Biasanya, jika terampil, akan terjerat dua hingga lima ekor burung sekali lempar. Jika dapat, burung itu dilepaskan dari getah karet di lidi dengan menggunakan minyak sayur, agar tak merusak bulunya. kemudian dilepaskan lagi!
Tujuannya? Hanya untuk berlomba siapa paling banyak menangkap! Aih, jika diingat sekarang, permainan itu  adalah gabungan antara kegembiraan sekaligus kebodohan di masa kecil, ya? Hiks...
Ini hanya asumsi pribadi. Jika berpijak pada hubungan simbiosis mutualisme. Karena perkembangan pembangunan dan perubahan tata kota di kampungku, banyak sekali pohon beringin yang lenyap dari bumi Kota Curup. Pohon-pohon hijau, berganti dengan taman-taman bunga.

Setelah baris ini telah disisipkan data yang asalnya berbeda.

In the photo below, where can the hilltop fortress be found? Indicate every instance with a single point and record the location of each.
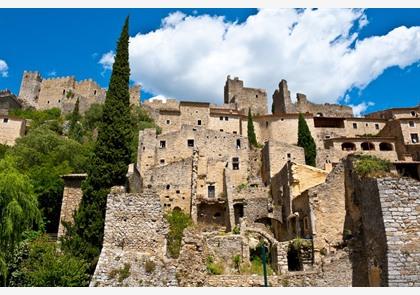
(62, 92)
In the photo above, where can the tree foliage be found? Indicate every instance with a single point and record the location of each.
(109, 163)
(306, 141)
(38, 263)
(18, 210)
(44, 156)
(252, 139)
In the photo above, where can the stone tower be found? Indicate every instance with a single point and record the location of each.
(282, 101)
(245, 97)
(30, 88)
(135, 95)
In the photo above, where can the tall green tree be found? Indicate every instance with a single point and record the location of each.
(18, 210)
(109, 163)
(306, 141)
(252, 139)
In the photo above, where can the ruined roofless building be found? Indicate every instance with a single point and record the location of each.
(62, 92)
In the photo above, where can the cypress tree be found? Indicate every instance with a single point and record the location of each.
(252, 139)
(109, 163)
(306, 141)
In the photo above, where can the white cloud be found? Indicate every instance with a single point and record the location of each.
(107, 60)
(4, 69)
(359, 109)
(318, 52)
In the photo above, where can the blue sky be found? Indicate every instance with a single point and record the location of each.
(171, 59)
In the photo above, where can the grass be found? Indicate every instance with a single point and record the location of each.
(149, 266)
(178, 221)
(122, 273)
(372, 166)
(213, 267)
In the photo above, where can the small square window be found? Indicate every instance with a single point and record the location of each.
(235, 163)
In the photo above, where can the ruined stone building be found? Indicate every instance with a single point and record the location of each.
(241, 198)
(62, 92)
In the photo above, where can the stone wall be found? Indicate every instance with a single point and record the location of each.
(134, 238)
(245, 98)
(72, 196)
(11, 129)
(383, 219)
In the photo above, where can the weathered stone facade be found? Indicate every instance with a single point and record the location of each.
(11, 129)
(134, 239)
(62, 92)
(72, 196)
(383, 218)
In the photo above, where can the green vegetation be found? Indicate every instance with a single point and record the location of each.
(109, 163)
(236, 261)
(122, 273)
(18, 211)
(178, 221)
(101, 142)
(252, 139)
(213, 267)
(37, 263)
(372, 166)
(306, 141)
(3, 149)
(149, 266)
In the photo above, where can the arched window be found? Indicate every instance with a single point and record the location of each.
(367, 146)
(348, 146)
(385, 146)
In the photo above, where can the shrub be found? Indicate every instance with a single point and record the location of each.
(178, 221)
(236, 230)
(124, 272)
(149, 266)
(367, 165)
(213, 267)
(236, 261)
(38, 263)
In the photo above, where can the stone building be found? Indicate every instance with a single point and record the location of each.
(62, 92)
(242, 198)
(11, 129)
(8, 101)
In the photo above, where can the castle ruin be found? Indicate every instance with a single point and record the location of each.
(241, 198)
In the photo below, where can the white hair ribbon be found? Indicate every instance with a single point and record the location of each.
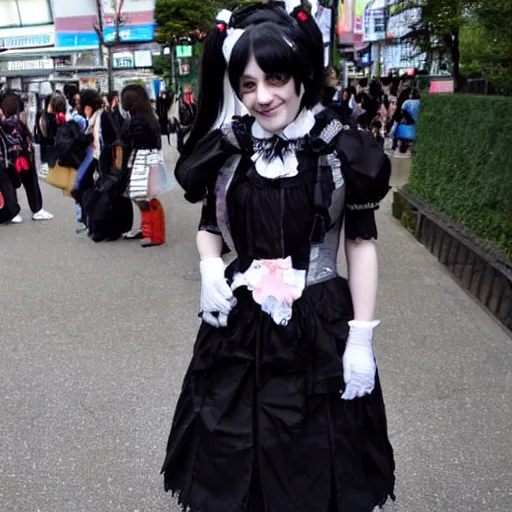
(234, 34)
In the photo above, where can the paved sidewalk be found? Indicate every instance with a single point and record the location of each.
(95, 339)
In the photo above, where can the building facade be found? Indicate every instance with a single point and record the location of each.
(47, 43)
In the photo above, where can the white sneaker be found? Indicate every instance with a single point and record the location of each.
(42, 215)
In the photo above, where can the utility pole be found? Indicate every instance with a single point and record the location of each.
(110, 46)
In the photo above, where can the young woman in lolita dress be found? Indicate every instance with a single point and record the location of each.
(281, 408)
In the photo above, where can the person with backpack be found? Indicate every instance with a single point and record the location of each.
(183, 114)
(19, 162)
(142, 131)
(100, 189)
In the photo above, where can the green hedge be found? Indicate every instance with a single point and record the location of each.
(463, 163)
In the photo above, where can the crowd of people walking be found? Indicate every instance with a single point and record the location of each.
(388, 108)
(87, 144)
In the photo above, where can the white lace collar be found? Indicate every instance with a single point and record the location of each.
(285, 167)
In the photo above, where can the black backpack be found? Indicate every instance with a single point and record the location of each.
(107, 213)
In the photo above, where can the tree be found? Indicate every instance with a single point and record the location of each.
(183, 18)
(438, 32)
(189, 18)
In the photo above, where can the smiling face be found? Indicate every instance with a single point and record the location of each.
(271, 98)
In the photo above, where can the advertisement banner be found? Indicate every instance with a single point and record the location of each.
(400, 22)
(374, 20)
(74, 22)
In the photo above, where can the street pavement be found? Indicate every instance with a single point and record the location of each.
(95, 340)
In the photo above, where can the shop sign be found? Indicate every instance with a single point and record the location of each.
(29, 65)
(26, 41)
(123, 60)
(184, 51)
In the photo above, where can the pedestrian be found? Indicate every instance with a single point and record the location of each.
(163, 106)
(142, 131)
(281, 407)
(19, 159)
(183, 115)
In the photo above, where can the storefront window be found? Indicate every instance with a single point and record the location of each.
(18, 13)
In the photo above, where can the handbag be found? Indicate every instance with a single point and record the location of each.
(148, 176)
(61, 177)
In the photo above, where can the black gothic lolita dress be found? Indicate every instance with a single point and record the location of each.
(260, 425)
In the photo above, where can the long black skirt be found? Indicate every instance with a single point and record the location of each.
(260, 425)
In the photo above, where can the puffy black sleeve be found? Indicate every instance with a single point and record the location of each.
(197, 171)
(367, 170)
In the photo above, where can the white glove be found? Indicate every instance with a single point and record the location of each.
(358, 360)
(217, 299)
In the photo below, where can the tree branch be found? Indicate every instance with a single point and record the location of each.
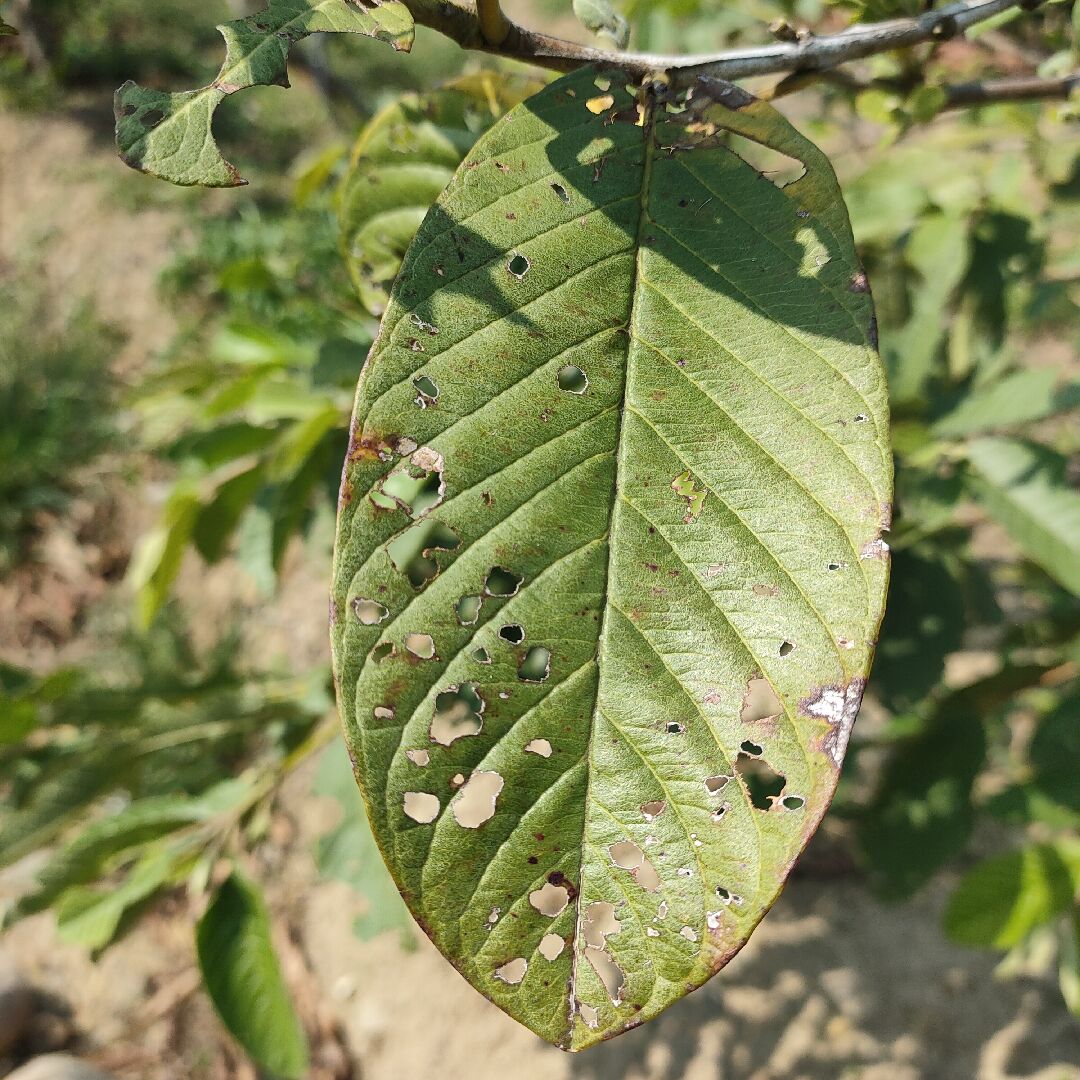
(810, 54)
(494, 25)
(963, 95)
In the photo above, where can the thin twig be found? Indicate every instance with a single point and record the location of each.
(963, 95)
(809, 54)
(494, 25)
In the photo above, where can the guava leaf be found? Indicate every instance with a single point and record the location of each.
(169, 134)
(401, 162)
(609, 567)
(243, 979)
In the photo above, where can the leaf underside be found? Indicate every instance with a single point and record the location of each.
(169, 134)
(609, 567)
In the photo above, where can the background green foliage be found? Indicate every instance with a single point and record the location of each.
(150, 766)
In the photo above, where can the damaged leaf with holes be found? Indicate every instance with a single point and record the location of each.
(618, 476)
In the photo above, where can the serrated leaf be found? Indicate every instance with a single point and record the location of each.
(1018, 399)
(626, 389)
(169, 134)
(402, 160)
(1023, 486)
(1002, 900)
(243, 979)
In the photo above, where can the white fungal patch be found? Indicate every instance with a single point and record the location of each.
(475, 802)
(838, 706)
(513, 971)
(875, 549)
(551, 946)
(420, 806)
(550, 900)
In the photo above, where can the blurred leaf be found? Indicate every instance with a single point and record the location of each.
(923, 623)
(159, 554)
(601, 17)
(1002, 900)
(348, 852)
(146, 820)
(169, 134)
(92, 917)
(243, 979)
(1023, 486)
(1015, 400)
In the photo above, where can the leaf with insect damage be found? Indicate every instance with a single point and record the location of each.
(401, 162)
(169, 134)
(609, 566)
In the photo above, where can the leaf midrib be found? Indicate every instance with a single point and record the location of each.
(643, 218)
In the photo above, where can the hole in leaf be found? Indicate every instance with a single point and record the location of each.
(382, 650)
(759, 702)
(626, 855)
(763, 782)
(512, 971)
(410, 551)
(475, 802)
(572, 379)
(418, 486)
(610, 974)
(369, 612)
(685, 486)
(550, 900)
(590, 1014)
(775, 166)
(458, 713)
(536, 666)
(551, 946)
(468, 609)
(502, 582)
(421, 807)
(427, 392)
(599, 922)
(420, 645)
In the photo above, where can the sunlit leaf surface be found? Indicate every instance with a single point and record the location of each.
(609, 566)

Akibatnya? Kota Curup, tak lagi ramah bagi Kalong dan Burung Sriti. Gegara kelangkaan Pohon beringin, Kalong tak lagi rutin singgah di kota Curup! Begitu juga dengan kawanan burung sriti!
Keuntungannya, jalanan bersih dari kotoran burung, tapi anakku hanya bisa mendengar cerita masa kecilku. Tak bisa mengalami pengalaman yang kurasakan.
Saat ini, sependektahuku hanya ada tiga lokasi yang memiliki pojon beringin. Satu pohon ada persis di depan Masjid Al Jihad. Tempat aktifitas keseharianku. Sesekali masih terlihat kalong dalam koloni kecil yang singgah, termasuk burung Sriti. Tapi, tidak sebanyak dulu. Dan, tak ada di Ramadan kali ini.
Udahnya? Itu kenangan saat Ramadan di masa kecilku.
Adakah pembaca juga memiliki kenangan yang sama?